But then you get tired of making pennies, so you find a better game, say S17, das, sp4, 80% pen. Now, if you use the same ramp, I believe your variance might actually decrease (though maybe not, I'm not exactly sure). Your ROR will certainly decrease. HOWEVER, you are not in it to decrease your ROR. You are in it to maximize your SCORE, that is, your profit to risk ratio. So, now you readjust your bet ramp to offer the same ROR as your previous game. And you should be betting much more, and consequently winning much more, for the same ROR. So, your variability will increase, your SCORE will increase, your win rate will increase, and your ROR will remain the same.

Hope that helps. In summary, good games allow you to bet more for the same risk, but this increases your variance.

[Don Schlesinger]

Nice explanation! Well done.

> Now say you find some relatively crummy game to play,
> like H17, ndas, sp2, 60% pen. If you decide to play
> (which you shouldn't), you say to yourself, OK well
> let me sim my method of playing and find a bet ramp
> that gives me my ROR. So you go ahead and do this, and
> you get some crummy SCORE for your crummy game.
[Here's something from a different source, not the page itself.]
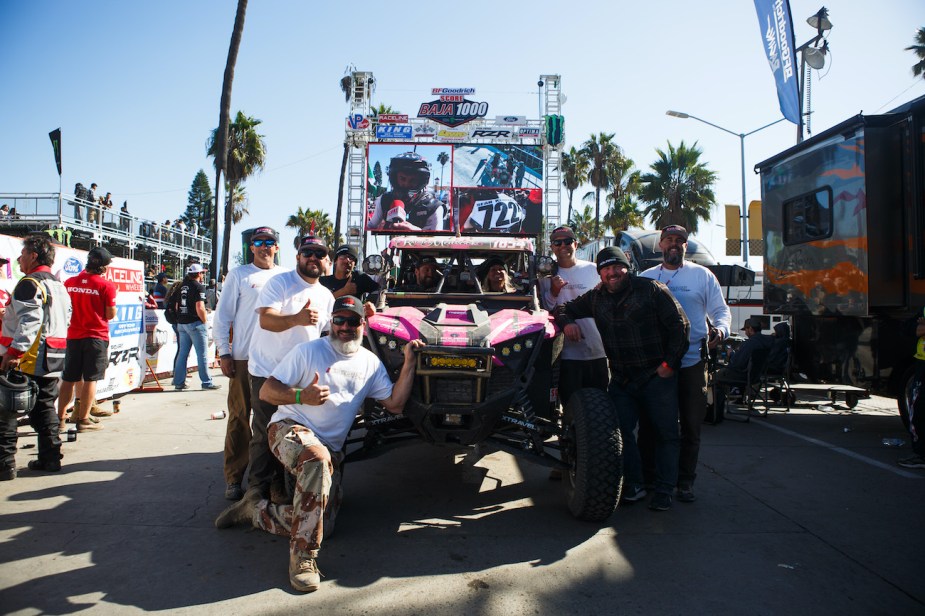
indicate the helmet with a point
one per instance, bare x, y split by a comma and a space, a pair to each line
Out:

> But then you get tired of making pennies, so you find
> a better game, say S17, das, sp4, 80% pen. Now, if you
> use the same ramp, I believe your variance might
> actually decrease (though maybe not, I'm not exactly
> sure).

No, I don't think so. The better pen is going to give you higher frequency of the better counts. So, you'll bet more money. So, your variance will be larger. Remember, variance has nothing to do with edge, but rather just bet sizes squared times frequencies, summed vertically.

Don

[Bernie]

> Nice explanation! Well done.

> No, I don't think so. The better pen is going to give
> you higher frequency of the better counts. So, you'll
> bet more money. So, your variance will be larger.
> Remember, variance has nothing to do with edge, but
> rather just bet sizes squared times frequencies,
> summed vertically.

> Don
Appreciate the advice from both of you..thanks